Two resolvers are available:
neon— the source supplies a Neon API key; per-branch passwords are minted from the Neon API and cached with a TTL. With an account-scoped key, Gatekeeper discovers an endpoint's project automatically; with a project-scoped key (which can't list projects), setproject:on the credential to its project ID.static— the source supplies a fixed password directly (for non-Neon Postgres or testing).
postgres:
host: 127.0.0.1 # optional, defaults to the proxy host
port: 5432
tls:
ca_cert: ca.crt
ca_key: ca.key
credentials:
- host: "*.neon.tech"
postgres:
resolver: neon
source:
type: env
var: NEON_API_KEY
grant: neon-databasesOnce DNS routes *.neon.tech to Gatekeeper, connect with the run token as the password:
PGPASSWORD=<run-token> psql \
"host=ep-cool-darkness-123456.us-east-2.aws.neon.tech dbname=neondb user=neondb_owner sslmode=require"Moat sets PGPASSWORD in the container so the token never appears in the agent's command line. See examples/gatekeeper-postgres.yaml for a complete example.
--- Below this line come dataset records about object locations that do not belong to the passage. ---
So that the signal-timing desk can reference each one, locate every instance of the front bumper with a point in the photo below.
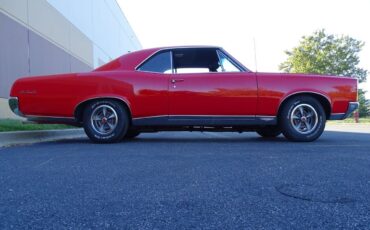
(352, 106)
(14, 106)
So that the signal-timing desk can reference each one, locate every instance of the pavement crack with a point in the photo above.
(292, 191)
(43, 163)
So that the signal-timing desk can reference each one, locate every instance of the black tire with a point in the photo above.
(131, 134)
(105, 128)
(302, 118)
(269, 131)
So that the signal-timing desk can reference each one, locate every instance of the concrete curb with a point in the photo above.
(30, 137)
(349, 127)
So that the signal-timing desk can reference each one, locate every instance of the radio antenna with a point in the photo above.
(255, 53)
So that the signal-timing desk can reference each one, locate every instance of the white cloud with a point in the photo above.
(275, 25)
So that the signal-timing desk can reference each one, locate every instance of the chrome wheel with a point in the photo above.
(304, 118)
(104, 119)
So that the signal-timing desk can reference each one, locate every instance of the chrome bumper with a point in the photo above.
(14, 106)
(352, 106)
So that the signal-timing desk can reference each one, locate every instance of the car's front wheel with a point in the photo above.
(302, 118)
(105, 121)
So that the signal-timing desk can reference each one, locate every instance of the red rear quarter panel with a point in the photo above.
(273, 89)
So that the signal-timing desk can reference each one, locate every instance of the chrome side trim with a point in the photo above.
(53, 120)
(248, 116)
(204, 120)
(14, 106)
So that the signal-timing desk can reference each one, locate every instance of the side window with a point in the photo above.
(195, 60)
(159, 63)
(226, 64)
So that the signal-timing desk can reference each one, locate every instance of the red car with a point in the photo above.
(185, 88)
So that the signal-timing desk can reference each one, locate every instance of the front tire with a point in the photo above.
(105, 121)
(302, 119)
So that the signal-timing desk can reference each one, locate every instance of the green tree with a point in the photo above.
(323, 53)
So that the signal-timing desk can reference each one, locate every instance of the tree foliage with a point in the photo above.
(323, 53)
(363, 110)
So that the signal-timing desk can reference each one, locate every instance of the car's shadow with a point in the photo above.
(328, 137)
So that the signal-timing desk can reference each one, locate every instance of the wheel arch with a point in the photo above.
(323, 100)
(78, 111)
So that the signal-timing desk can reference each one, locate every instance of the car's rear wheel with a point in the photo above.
(269, 131)
(132, 133)
(105, 121)
(302, 118)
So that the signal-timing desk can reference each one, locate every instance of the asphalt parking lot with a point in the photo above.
(181, 180)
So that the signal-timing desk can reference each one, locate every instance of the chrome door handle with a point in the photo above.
(173, 81)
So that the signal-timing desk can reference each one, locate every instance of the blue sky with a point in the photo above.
(275, 26)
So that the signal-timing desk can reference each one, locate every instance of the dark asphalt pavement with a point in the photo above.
(186, 180)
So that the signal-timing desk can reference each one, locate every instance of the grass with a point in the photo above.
(365, 120)
(17, 125)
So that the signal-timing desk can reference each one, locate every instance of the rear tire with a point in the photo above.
(269, 131)
(302, 118)
(105, 121)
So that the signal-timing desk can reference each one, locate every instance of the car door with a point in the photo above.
(199, 89)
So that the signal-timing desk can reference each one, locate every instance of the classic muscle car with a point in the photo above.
(185, 88)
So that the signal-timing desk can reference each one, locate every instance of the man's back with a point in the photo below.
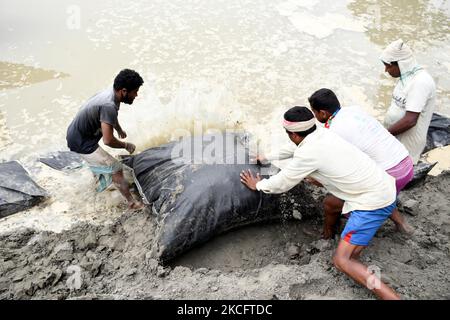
(84, 132)
(342, 168)
(369, 136)
(416, 94)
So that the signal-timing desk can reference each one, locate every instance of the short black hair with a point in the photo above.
(128, 79)
(324, 99)
(297, 114)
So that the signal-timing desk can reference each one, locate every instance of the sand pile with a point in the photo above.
(286, 260)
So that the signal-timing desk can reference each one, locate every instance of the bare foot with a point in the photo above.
(135, 205)
(404, 228)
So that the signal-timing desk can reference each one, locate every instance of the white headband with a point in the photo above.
(299, 126)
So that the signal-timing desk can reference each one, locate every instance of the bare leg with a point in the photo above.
(124, 189)
(332, 208)
(344, 262)
(400, 222)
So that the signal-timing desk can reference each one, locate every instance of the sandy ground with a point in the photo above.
(285, 260)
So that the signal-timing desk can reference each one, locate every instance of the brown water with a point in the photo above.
(224, 64)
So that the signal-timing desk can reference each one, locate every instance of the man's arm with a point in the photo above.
(408, 121)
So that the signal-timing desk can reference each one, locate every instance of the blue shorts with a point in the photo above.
(362, 225)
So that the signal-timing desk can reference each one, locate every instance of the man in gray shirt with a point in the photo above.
(97, 119)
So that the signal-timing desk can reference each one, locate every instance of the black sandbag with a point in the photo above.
(63, 160)
(195, 201)
(17, 190)
(438, 132)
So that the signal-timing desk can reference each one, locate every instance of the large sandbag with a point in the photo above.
(17, 190)
(438, 132)
(195, 198)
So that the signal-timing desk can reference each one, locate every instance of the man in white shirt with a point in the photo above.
(349, 174)
(413, 99)
(368, 135)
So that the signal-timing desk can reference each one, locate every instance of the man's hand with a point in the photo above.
(130, 147)
(249, 180)
(122, 134)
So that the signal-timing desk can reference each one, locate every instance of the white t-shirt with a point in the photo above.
(344, 170)
(369, 136)
(418, 94)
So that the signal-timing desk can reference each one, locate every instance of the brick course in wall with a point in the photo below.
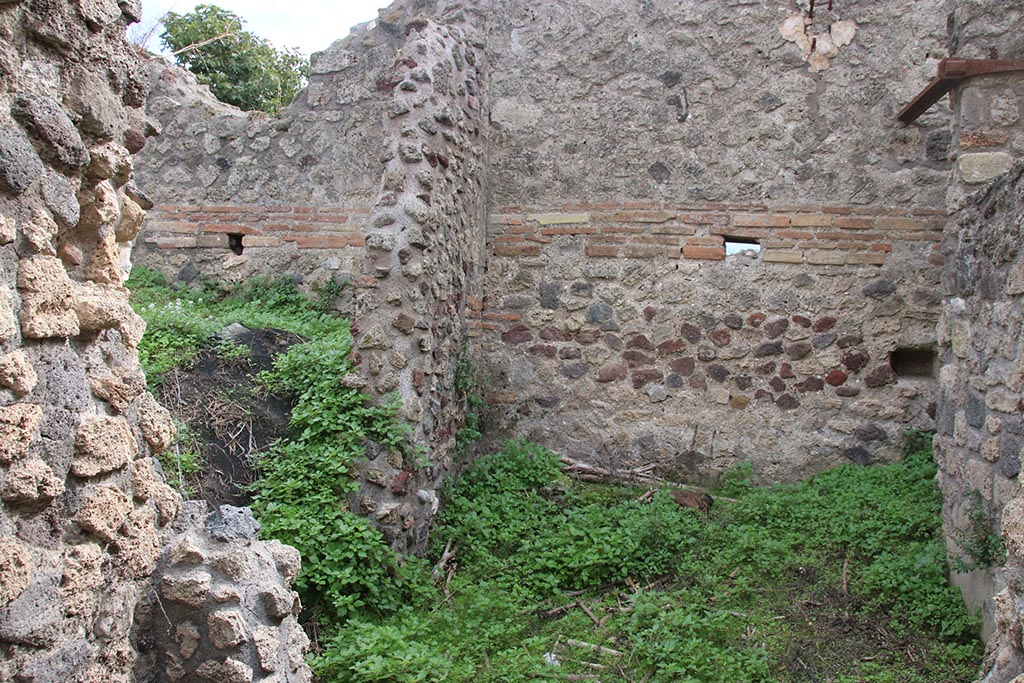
(176, 226)
(836, 236)
(623, 333)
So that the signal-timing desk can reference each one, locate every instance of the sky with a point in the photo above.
(309, 26)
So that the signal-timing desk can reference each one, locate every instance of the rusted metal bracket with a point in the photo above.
(949, 73)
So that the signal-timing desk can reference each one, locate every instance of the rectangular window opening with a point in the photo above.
(741, 245)
(914, 361)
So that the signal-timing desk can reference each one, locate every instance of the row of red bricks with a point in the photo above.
(174, 226)
(790, 237)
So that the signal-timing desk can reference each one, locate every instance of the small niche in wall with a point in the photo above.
(740, 245)
(914, 361)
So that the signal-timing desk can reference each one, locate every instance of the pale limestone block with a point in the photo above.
(843, 33)
(190, 589)
(131, 220)
(100, 306)
(16, 373)
(287, 559)
(279, 601)
(8, 325)
(235, 563)
(104, 511)
(267, 644)
(104, 261)
(15, 568)
(1013, 526)
(226, 629)
(228, 671)
(82, 577)
(39, 232)
(31, 480)
(18, 424)
(187, 639)
(981, 167)
(558, 218)
(793, 27)
(47, 298)
(138, 546)
(156, 422)
(8, 229)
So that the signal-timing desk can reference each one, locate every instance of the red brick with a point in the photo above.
(601, 250)
(899, 223)
(222, 208)
(760, 220)
(517, 250)
(172, 243)
(318, 242)
(177, 227)
(259, 241)
(228, 227)
(644, 251)
(622, 229)
(866, 258)
(840, 237)
(706, 253)
(794, 235)
(706, 242)
(732, 230)
(212, 241)
(569, 229)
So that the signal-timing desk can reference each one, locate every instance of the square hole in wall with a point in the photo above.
(914, 361)
(740, 245)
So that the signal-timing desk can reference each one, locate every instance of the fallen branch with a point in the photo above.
(593, 647)
(594, 473)
(438, 570)
(589, 613)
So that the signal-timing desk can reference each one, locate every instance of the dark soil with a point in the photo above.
(232, 418)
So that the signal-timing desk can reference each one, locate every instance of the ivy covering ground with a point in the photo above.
(842, 578)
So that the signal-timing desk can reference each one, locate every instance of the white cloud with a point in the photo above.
(307, 25)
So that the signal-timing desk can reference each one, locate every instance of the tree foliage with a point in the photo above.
(240, 68)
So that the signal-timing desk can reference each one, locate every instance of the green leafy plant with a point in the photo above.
(557, 579)
(467, 383)
(240, 68)
(300, 495)
(980, 538)
(183, 461)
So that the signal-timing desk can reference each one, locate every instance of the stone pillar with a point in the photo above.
(988, 131)
(980, 434)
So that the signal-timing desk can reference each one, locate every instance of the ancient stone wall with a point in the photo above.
(624, 334)
(980, 433)
(979, 439)
(84, 509)
(373, 177)
(623, 150)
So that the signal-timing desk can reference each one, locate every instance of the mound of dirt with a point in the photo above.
(229, 418)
Tracing a connection: the Postgres request log records the authenticated run_id alongside the client-set application_name startup parameter (set via PGAPPNAME or a driver's connection option), sanitized and length-bounded. run_id is the trusted identity; application_name is a correlation slug for telling apart multiple connections within one run, and it's forwarded upstream unchanged so it also shows up in Neon's own pg_stat_activity.
Gatekeeper supports OpenTelemetry for traces, metrics, and logs. No YAML configuration needed — use standard OTEL_* environment variables:
export OTEL_EXPORTER_OTLP_ENDPOINT=https://your-collector:4318
export OTEL_EXPORTER_OTLP_HEADERS="Authorization=Bearer <token>"
gatekeeper --config gatekeeper.yamlGatekeeper is a Go module. Import the proxy engine directly for custom integrations:
import (
"github.com/majorcontext/gatekeeper/proxy"
)
ca, _ := proxy.LoadCA(certPEM, keyPEM)
p := proxy.NewProxy()
p.SetCA(ca)
p.SetCredentialWithGrant("api.github.com", "Authorization", "Bearer xxx", "github")Moat uses Gatekeeper this way — importing the proxy and adding per-run credential scoping via a daemon layer.
go build ./... # build
go test -race ./... # test
go vet ./... # lintMIT — see LICENSE.